With medicines: Semaglutide delays gastric emptying, which may affect the absorption of other orally administered drugs. Studies have been conducted to evaluate its effect on the absorption of concomitant oral medications at steady-state exposure.

With food & others: Concomitant intake of food may reduce the exposure of semaglutide.

• Semaxen is contraindicated in patients with hypersensitivity to semaglutide or any of the formulation ingredients, including excipients or container components.
• It is also contraindicated in patients with a personal or family history of medullary thyroid carcinoma (MTC) or multiple endocrine neoplasia syndrome type 2 (MEN2).
• Semaxen should not be used during pregnancy or breastfeeding.

Common: Vomiting, dyspepsia, gastritis, reflux/heartburn (GERD), abdominal pain, bloating, constipation, altered taste, fatigue, decreased appetite, flatulence, and increased pancreatic enzymes (lipase, amylase).
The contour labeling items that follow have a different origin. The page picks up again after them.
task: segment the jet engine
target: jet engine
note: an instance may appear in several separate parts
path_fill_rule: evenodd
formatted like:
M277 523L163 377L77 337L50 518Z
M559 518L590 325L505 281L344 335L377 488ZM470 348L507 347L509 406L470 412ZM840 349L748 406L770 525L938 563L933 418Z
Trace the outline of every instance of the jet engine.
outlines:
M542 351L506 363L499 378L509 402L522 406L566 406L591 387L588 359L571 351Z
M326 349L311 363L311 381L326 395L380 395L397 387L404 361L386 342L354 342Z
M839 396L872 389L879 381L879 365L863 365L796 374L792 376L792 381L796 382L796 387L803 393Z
Rare: Severe allergic reactions (anaphylaxis) including breathing difficulty, facial/throat swelling, wheezing, tachycardia, pallor, dizziness, or weakness. Immediate medical attention is required.

Pregnancy: Very limited data exist in pregnant women. Semaxen should not be used during pregnancy. If pregnancy is planned or occurs, treatment should be stopped. It should be discontinued at least 2 months before planned pregnancy due to long half-life.

Lactation: It is unknown whether semaglutide passes into breast milk. Due to potential risks and lack of safety data, breastfeeding is not recommended during treatment. Semaxen should be discontinued at least 2 months before planned pregnancy.

Not indicated for type 1 diabetes or diabetic ketoacidosis. Patients should take precautions to avoid hypoglycemia while driving or operating machinery. It may increase heart rate; caution is required in patients with tachyarrhythmias. Risk of hypoglycemia increases when used with insulin or sulfonylureas; dose reduction of these agents may be required.

Pediatric: Safety and efficacy in patients under 18 years not established.
Elderly: No dose adjustment required.
Renal impairment: No adjustment needed in mild to severe impairment; not recommended in end-stage renal disease.
Hepatic impairment: No dose adjustment required, but caution is advised.

Overdose up to 4 mg single dose and 4 mg weekly has been reported, mainly causing nausea. No specific antidote exists. Treatment should be supportive based on symptoms.

Dose adjustment: When combined with metformin or TZDs, no adjustment needed. When used with insulin or sulfonylureas, dose reduction may be required.

Missed dose: Take as soon as possible within 5 days. If more than 5 days pass, skip and continue next scheduled dose.

GLP-1 receptor agonists

Injection: Store at 2°C–8°C in refrigerator. Do not freeze. Protect from light.
Tablet: Store below 30°C in a cool, dry place. Keep away from light. Keep out of reach of children.